The primary opposition group in the fight against the proposed Nantucket Sound wind farm and one of its former board members have agreed to pay the state $22,500 to settle a complaint over radio ads that state officials say broke campaign finance laws.
The Alliance to Protect Nantucket Sound also has agreed not to engage in any electioneering communications through 2014, according to a disposition agreement reached with the state’s Office of Campaign and Political Finance.
The agreement, which was signed Monday, stems from $32,561 worth of radio ads the alliance ran before the 2010 gubernatorial election that advocated against the proposal by Cape Wind Associates to build 130 turbines in the Sound.
The ad asked listeners if they were tired of paying high electric bills and stated that if Gov. Deval Patrick had his way, “172 communities across Massachusetts will soon be paying even more.” “‰
The ad hammered Patrick for helping National Grid sign “a backroom, no-bid deal” with Cape Wind and asked listeners to join the other gubernatorial candidates who opposed the project.
The ad’s reference to Patrick and his challengers violated campaign finance laws that require that spending money on such advertising must be reported within a certain time period, according to the agreement.
After being contacted by the Office of Campaign and Political Finance about the violation, the alliance filed a disclosure report in which it listed three people who paid for the ads, including Christopher Egan, a former alliance board member and then finance chairman for the campaign of gubernatorial candidate Charles Baker.
The Egan family, which owns property on Great Island in West Yarmouth, is a longtime financial supporter of the alliance’s efforts to defeat Cape Wind. Between 2001 and 2009 the family had donated nearly $1 million to the cause.
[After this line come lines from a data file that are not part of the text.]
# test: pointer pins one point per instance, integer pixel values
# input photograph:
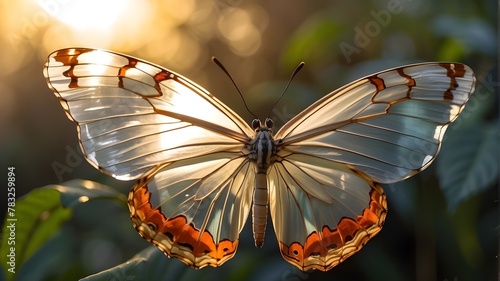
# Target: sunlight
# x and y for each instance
(87, 14)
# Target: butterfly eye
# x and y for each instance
(269, 123)
(256, 124)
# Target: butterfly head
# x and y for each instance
(257, 125)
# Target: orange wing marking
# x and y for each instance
(325, 250)
(175, 236)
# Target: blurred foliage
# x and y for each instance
(442, 224)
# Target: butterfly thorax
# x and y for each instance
(263, 149)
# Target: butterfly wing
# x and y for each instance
(325, 200)
(137, 120)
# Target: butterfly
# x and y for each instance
(201, 169)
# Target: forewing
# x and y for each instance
(389, 125)
(194, 209)
(138, 120)
(132, 115)
(325, 199)
(322, 211)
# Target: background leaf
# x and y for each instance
(39, 216)
(468, 162)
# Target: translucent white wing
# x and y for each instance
(383, 128)
(194, 209)
(138, 120)
(132, 115)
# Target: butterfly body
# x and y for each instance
(263, 155)
(201, 169)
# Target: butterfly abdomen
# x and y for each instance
(263, 149)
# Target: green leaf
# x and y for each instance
(76, 192)
(36, 218)
(468, 162)
(51, 259)
(149, 264)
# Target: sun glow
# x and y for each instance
(87, 14)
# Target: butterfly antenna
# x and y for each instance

“Based on the timing and content of the advertisements and Egan’s position with the Baker committee, (the Office of Campaign and Political Finance) concluded that the alliance made a coordinated electioneering communications expenditure,” according to a press release from the state announcing the disposition agreement.
Coordinated electioneering communications are considered contributions and are limited to $500 per year, making a $10,000 payment by Egan for the radio ads a violation of campaign finance law, according to the agreement.
The alliance contends that it had arranged for the radio ads “without any intention to intervene or otherwise participate in a campaign for public office,” according to the agreement.
The nonprofit organization argued that it was unaware of the requirements of the state campaign finance laws and that its failure to file reports required under the law was inadvertent.
“It was a relatively new reporting requirement,” alliance President and Chief Executive Officer Audra Parker said Monday. “Once we were made aware that there was some reporting to fill out, we complied with it.”
Alliance officials believed they were engaged in issue advertising, which is allowed under the law, she said.
“Unfortunately we needed to settle it to get on with business,” she said of the agreement.
The alliance has behaved for 10 years as though rules just don’t apply to it, Cape Wind spokesman Mark Rodgers wrote Monday in an email to the Times.
“It is a good day to see them held accountable for one of their misdeeds and for the public to be properly compensated,” he said.
Cape Wind recently reached an agreement to sell more than a quarter of its power to NStar, which provides electricity to customers on Cape Cod and Martha’s Vineyard. National Grid agreed in 2010 to buy half of the project’s power.
The company still needs financing for the project and must secure a permit from the Federal Aviation Administration after a federal judge threw out a prior approval by the agency. There are also lawsuits brought by the alliance and other Cape Wind opponents challenging the federal government’s approval of the project.
Cape Wind officials say they hope to begin construction by 2013.